Mother fixed me with one of those looks that said ‘How can you be so silly?’
“Because the Stone Giants were made of stone, their skin could never heal, as stone cannot grow; if one were to have his veins punctured, the fire would pour out of him until he stood as cold and empty as the mountains.”
She went back to her knitting, and I snuggled back down, safe in the knowledge that this story once again made sense.
“Now the King was a wise and crafty soul, and he promised to help the Man. He picked him up and carried him back to his wife, a journey that had taken the Man four days to complete on foot. In just an hour the Man was back with the Woman, and the King cast a magic spell.” Mother yawned, and I yawned in sympathy. The wind howled outside as I imagined the Stone Giant King casting a spell. I had to wait until Mother continued before I could let him finish, though. There was a long pause, and then she picked up the thread again.
“A rainbow, beginning at the Man’s cave, arched into the sky, and the end couldn’t be seen. The King told the Man and Woman to walk along the rainbow, to take their young and leave the cave, for there was fire aplenty, and a better place to live, at the other end of the rainbow. The Man trusted the King, and they set off along the path in good faith. But the King had other ideas, and he started to eat the rainbow road, uprooting it from the ground, almost as soon as the Man and Woman had disappeared from view.
Meanwhile, the Man and Woman had journey to the end of the rainbow and found themselves in this world. They were amazed to see, almost immediately, a camp fire belonging to another Man, complete with his own Woman.
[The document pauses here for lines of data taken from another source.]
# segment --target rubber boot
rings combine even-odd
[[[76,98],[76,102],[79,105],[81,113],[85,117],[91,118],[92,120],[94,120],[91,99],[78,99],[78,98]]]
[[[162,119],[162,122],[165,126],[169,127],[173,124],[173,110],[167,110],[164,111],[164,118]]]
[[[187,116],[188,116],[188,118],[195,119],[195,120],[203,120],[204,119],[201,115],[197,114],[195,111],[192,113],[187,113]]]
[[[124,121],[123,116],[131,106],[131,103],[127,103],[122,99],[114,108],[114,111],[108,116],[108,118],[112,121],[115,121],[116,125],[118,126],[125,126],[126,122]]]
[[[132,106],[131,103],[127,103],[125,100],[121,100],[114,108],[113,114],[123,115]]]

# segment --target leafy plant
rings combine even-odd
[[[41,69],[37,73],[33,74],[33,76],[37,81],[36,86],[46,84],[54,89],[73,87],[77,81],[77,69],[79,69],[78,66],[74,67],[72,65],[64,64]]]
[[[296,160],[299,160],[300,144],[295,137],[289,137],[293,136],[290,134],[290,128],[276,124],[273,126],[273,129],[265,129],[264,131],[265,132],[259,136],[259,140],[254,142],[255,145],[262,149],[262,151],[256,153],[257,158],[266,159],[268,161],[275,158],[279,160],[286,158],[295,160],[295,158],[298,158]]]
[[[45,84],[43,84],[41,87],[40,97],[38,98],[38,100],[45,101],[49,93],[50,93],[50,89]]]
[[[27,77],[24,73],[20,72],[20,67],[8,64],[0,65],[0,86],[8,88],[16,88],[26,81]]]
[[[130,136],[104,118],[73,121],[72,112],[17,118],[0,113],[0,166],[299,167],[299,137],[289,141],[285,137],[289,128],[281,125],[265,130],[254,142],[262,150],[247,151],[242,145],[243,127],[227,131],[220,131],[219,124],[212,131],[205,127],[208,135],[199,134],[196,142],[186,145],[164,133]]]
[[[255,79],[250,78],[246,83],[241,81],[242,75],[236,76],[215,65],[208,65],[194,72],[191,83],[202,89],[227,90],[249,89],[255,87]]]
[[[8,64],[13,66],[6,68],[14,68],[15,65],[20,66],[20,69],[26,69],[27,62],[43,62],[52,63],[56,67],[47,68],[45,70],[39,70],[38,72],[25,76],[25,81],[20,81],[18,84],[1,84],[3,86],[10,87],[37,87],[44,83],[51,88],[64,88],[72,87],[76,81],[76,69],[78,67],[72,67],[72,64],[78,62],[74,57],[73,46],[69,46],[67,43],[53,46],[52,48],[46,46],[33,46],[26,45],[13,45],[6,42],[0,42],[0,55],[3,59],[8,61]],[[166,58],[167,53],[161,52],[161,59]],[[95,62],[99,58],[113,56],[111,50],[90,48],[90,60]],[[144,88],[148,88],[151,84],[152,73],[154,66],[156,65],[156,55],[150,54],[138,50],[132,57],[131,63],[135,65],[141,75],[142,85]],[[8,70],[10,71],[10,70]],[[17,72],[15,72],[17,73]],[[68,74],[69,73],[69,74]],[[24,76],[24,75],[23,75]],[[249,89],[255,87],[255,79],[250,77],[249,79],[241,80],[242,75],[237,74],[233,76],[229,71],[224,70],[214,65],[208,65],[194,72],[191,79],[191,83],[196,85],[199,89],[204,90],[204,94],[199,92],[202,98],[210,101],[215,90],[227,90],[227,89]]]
They found a branch and lit it from the fire, intending to take it back to the world of the Stone Giants.”
Mother had finished her knitting now, and had her eyes closed. I closed mine tightly, trying to see the world she was seeing. Mud huts and penned animals floated to the surface as I seemed to drift over them.
“Alas, as soon as the Man stepped on the rainbow, it came free of the ground and floated off! You see, the King had destroyed its roots in his realm, and a bridge with just one side anchored will never last for long. The rainbow floated away, and the Man and Woman were left unable to get home.”
I yawned and tucked myself further into the duvet. It was warm, like the campfires of the Man.
“The people in this world took the Man and Woman in, and they found heat, food, friends and wealth. Out of someone’s hateful action, something better was forged.”
“What about rainbows?”
“That rainbow that the Man and Woman crossed floats around the world even now, and sometimes you’re lucky enough to see it after rain, when the air has cleared and it can fly here. And now, it’s bedtime for you, little one.”
“Yes’m,” I murmured. Just like she did every night, Mother kissed me on the cheek and tucked my duvet up to my chin, but If she put the light out I can’t remember.